As a transcription factor, STAT3 principally mediates its effects by regulating gene expression. A number of STAT3 target genes including those encoding Bcl-XL, survivin, Hsp70, cyclin D1, c-Myc, and others were identified to be up-regulated during tumor formation in these current studies that may indeed be responsible for mediating CAC. However, not all putative STAT3 target genes were consistently upregulated. It is suggested by Bollrath et al. that STAT3 may enhance nuclear localization of β-catenin (a known player in colorectal carcinogenesis), and it is of interest whether there is crosstalk between the Wnt/β-catenin pathway and the IL-6/gp130/STAT3 pathway.

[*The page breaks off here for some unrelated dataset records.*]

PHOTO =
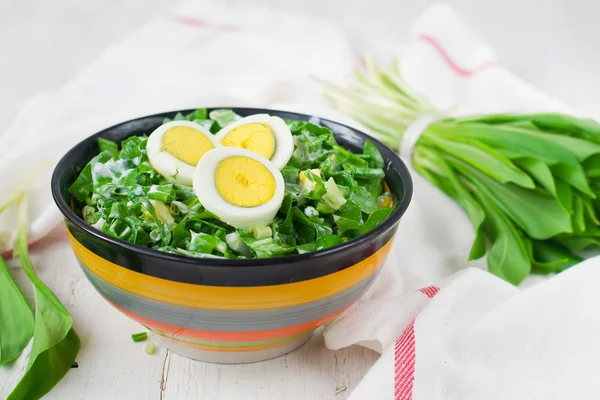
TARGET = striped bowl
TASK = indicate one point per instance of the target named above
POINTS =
(228, 311)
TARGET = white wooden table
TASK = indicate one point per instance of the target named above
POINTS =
(43, 44)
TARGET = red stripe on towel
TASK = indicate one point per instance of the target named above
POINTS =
(203, 24)
(404, 356)
(466, 73)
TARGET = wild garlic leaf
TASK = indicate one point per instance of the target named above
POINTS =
(55, 343)
(16, 318)
(521, 205)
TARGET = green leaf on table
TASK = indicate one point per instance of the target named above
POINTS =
(521, 205)
(549, 256)
(16, 318)
(539, 171)
(468, 203)
(508, 256)
(55, 343)
(564, 195)
(484, 158)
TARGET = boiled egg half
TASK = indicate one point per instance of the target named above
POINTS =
(242, 188)
(175, 148)
(262, 134)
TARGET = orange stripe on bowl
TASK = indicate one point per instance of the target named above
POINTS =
(195, 334)
(220, 349)
(224, 297)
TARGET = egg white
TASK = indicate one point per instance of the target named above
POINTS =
(284, 143)
(244, 218)
(166, 164)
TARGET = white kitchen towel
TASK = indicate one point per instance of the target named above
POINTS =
(208, 55)
(471, 336)
(476, 337)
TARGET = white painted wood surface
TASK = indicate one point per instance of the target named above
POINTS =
(43, 44)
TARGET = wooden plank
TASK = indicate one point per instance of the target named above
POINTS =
(310, 372)
(110, 364)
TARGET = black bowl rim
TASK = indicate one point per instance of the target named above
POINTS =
(392, 157)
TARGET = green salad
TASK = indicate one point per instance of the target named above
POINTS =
(331, 196)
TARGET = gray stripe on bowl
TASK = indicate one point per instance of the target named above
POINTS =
(228, 321)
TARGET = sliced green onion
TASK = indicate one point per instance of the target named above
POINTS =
(139, 337)
(235, 242)
(333, 198)
(310, 212)
(384, 201)
(259, 243)
(262, 232)
(221, 247)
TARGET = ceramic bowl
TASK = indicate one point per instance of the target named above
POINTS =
(228, 311)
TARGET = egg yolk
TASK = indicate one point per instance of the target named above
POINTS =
(186, 144)
(244, 182)
(256, 137)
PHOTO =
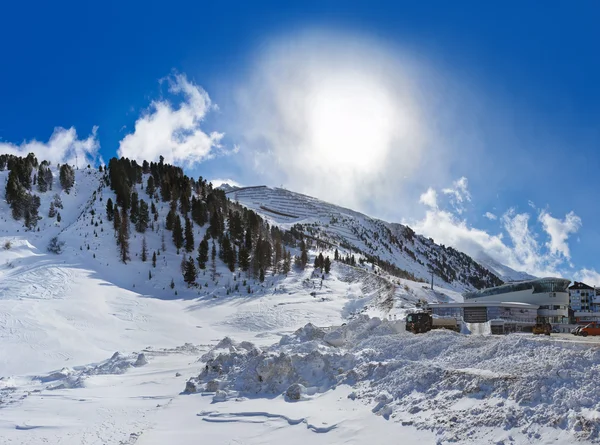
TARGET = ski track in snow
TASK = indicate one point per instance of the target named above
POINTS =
(62, 317)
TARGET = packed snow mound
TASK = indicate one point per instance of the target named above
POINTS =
(75, 377)
(440, 380)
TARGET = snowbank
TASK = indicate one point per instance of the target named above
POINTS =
(441, 380)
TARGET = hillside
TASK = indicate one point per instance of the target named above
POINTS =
(101, 347)
(87, 286)
(413, 256)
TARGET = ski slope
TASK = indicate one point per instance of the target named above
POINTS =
(93, 351)
(394, 243)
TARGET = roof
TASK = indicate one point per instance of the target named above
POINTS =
(548, 284)
(505, 304)
(577, 285)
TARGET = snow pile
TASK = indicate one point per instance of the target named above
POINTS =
(75, 377)
(442, 381)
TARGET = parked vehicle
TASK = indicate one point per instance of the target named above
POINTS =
(577, 330)
(420, 322)
(590, 329)
(542, 326)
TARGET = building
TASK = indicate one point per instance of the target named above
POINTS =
(504, 317)
(550, 295)
(585, 302)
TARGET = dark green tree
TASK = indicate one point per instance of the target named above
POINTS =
(124, 237)
(203, 254)
(189, 235)
(327, 265)
(143, 218)
(109, 210)
(177, 233)
(135, 209)
(67, 177)
(144, 250)
(244, 258)
(150, 187)
(303, 254)
(190, 272)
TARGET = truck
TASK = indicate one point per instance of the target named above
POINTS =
(590, 329)
(420, 322)
(542, 326)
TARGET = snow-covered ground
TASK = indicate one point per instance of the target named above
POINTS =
(95, 352)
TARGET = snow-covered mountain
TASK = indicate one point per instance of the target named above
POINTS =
(506, 273)
(413, 256)
(95, 350)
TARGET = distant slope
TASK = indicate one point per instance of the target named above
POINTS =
(504, 272)
(394, 243)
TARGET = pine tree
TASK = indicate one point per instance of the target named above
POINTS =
(170, 220)
(177, 233)
(278, 254)
(124, 237)
(244, 258)
(110, 213)
(150, 187)
(231, 257)
(287, 262)
(321, 261)
(67, 177)
(327, 265)
(190, 272)
(57, 201)
(189, 235)
(48, 178)
(213, 257)
(41, 181)
(134, 211)
(183, 264)
(144, 250)
(248, 240)
(203, 254)
(303, 254)
(116, 219)
(143, 217)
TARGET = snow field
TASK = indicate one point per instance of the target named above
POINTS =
(463, 388)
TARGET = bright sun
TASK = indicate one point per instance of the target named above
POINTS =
(350, 122)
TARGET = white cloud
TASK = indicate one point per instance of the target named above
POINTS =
(220, 182)
(559, 231)
(459, 193)
(429, 198)
(588, 276)
(336, 116)
(520, 250)
(63, 146)
(174, 131)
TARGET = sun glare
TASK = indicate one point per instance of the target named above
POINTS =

Perhaps the most interesting aspect of these studies is the observation that DSS-induced mucosal inflammation or colitis was markedly increased in both IL-6-deficient mice and in mice lacking STAT3 in IECs, which correlated with an increase in the expression of proinflammatory cytokines within the colonic mucosa. It is unclear, however, how injured IECs lacking STAT3 result in enhanced production of inflammatory cytokines and a lower risk of cancer. One highly speculative hypothesis is that the increase in AOM + DSS-induced epithelial apoptosis in the STAT3-deficient mice is sufficient to mediate enhanced recruitment of acute inflammatory cells that produce proinflammatory cytokines. It is even possible that this acute inflammation may be antitumorigenic, and that STAT3 may influence the degree or type of inflammation and as a result modulate tumor formation. Interestingly, in the Grivennikov et al. study, the number of regulatory T cells increased and Th17 cells decreased in an IL-6-dependent manner. Several recent studies have linked IL-6 to Th17 differentiation, and further work is clearly needed to determine whether the qualitative immune cell makeup of the AOM + DSS-induced colitis and tumors differs between wild-type versus STAT3 IEC-deficient or IL-6-deficient animals.
In summary, the studies by Grivennikov et al. and Bollrath et al. demonstrate the significance of IL-6/STAT3 signaling in promoting CAC. Furthermore, their findings clearly suggest that inhibitors of IL-6 signaling such as blocking antibodies or JAK inhibitors, which are presently in clinical trials for other diseases, should be considered for the treatment of patients with colorectal cancer.
J.B.’s research is partially supported by AstraZeneca and Centocor.